The Abu Dhabi Government says it is taking “appropriate steps” to expedite late payments to contractors, engineers and architects working on more than 1,300 projects around the emirate.
“The Abu Dhabi Government is fully aware of its obligations in terms of outstanding payments to contractors and has taken the appropriate steps to ensure that all these obligations are met by the responsible government entities,” the Office of Government Communications (OGC) told Reuters.
Projects range in scale from several hundred thousand to billions of dirhams, the OGC said.
“The Abu Dhabi Government recognises the valuable contribution that the contractors and their suppliers make to the local economy and appreciates how important the timely management of cash flows is to the health of these businesses.”
Engineering, construction and architecture firms have been at the sharp end of Abu Dhabi’s property crunch last year, which coincided with a review of major expenditures by the emirate’s Government concluded in January.
The number of firms reporting difficulties in securing payments from government bodies during the past year have mounted, with some companies incurring heavy losses.
Mouchel Group, an infrastructure group based in the United Kingdom and listed on the London Stock Exchange, said in November it was owed Dh72.5 million (US$19.7m) by the Department of Municipal Affairs, some of which had been written off to account for the lack of certainty over its payment.
In a trading statement this month, the company said it was implementing a “balance sheet restructuring” after its profits were hammered by losses at its Middle East business, which has taken a hit of £2m (Dh11.4m) in one-off charges this year.
The collapse in the company’s operations has left its shareholders wiped out. Mouchel shares have fallen 99.3 per cent since 2007. Austin-Smith:Lord, an architecture firm based in Scotland, was forced into insolvency late last year because of late payments of £11.3m by the Abu Dhabi Authority for Culture and Heritage over the Qasr Al Hosn cultural centre.
During the past few months, companies including WYG Group, a British technical consultancy, and Aukett Fitzroy Robin, an architecture and fit-out company based in the UK, reported an increase in contracts after the Abu Dhabi Government’s spending review restarted projects in the emirate.
In a trading statement this month, Aukett Fitzroy Robin said a slowdown in the UAE had led to its Middle East operation being reduced to a “base cost position” last year but reappointment to a hotel contract for the Marriott Courtyard in Abu Dhabi had helped to move the firm from loss to profits once funding was resumed in the second quarter of this year.

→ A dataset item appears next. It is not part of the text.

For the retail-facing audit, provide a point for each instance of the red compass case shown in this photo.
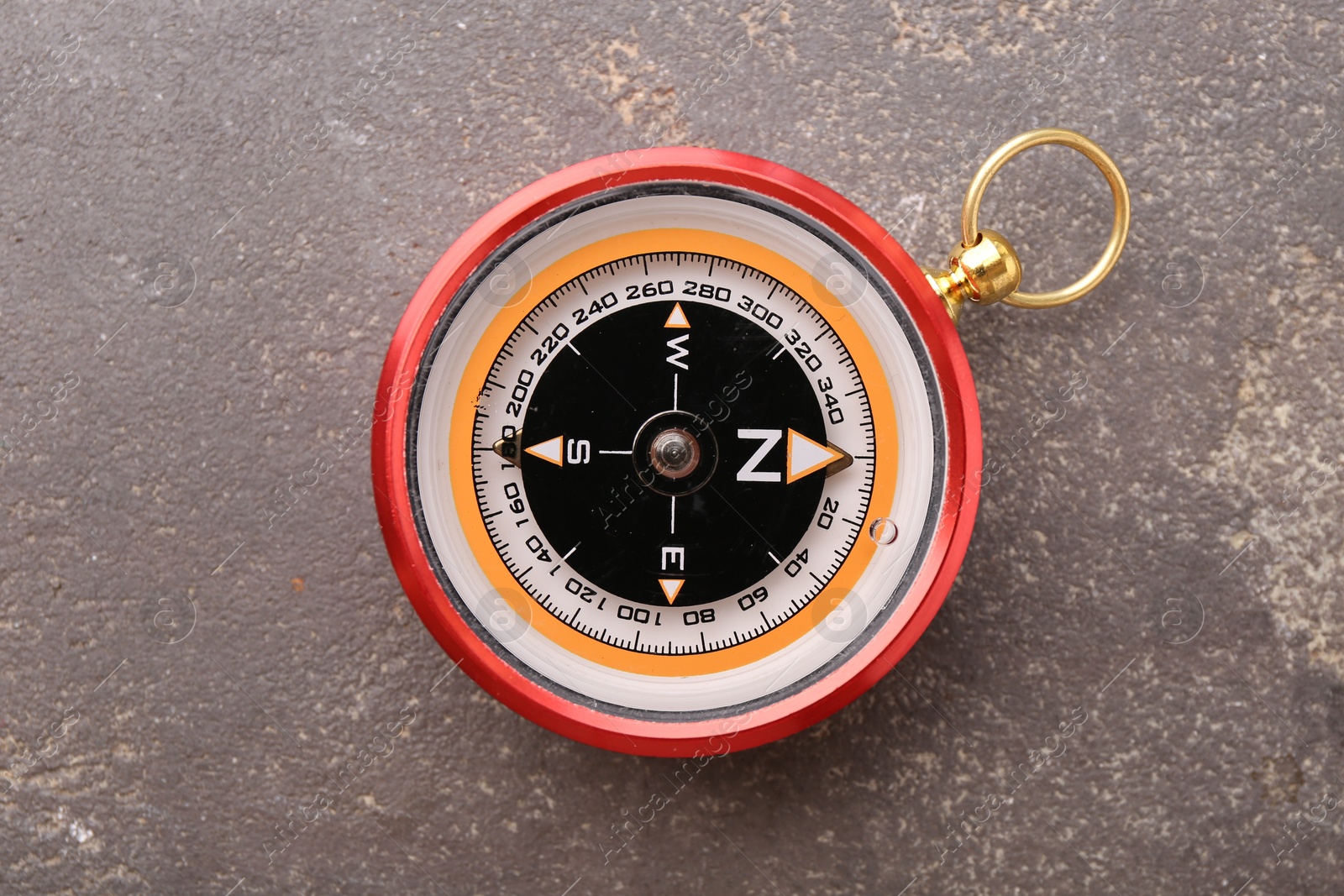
(676, 452)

Between delayed payments in Abu Dhabi and difficult trading conditions in Dubai following its property downturn of the past few years, several construction firms have abandoned the UAE for other countries in the Arabian Gulf.
WSP Group, a UK engineering and management consultancy, said the performance of its loss-making operations in the Middle East had been “held back by a project in Abu Dhabi” in its annual report in February.
“Our Middle East business has won significant infrastructure management and master planning projects in which Qatar is increasingly becoming the region’s centre of activity as the activity in Dubai remains relatively quiet and, in Abu Dhabi, has slowed,” WSP said.
Other firms say they are considering Saudi Arabia and Qatar as a result of a slowdown in the UAE construction market.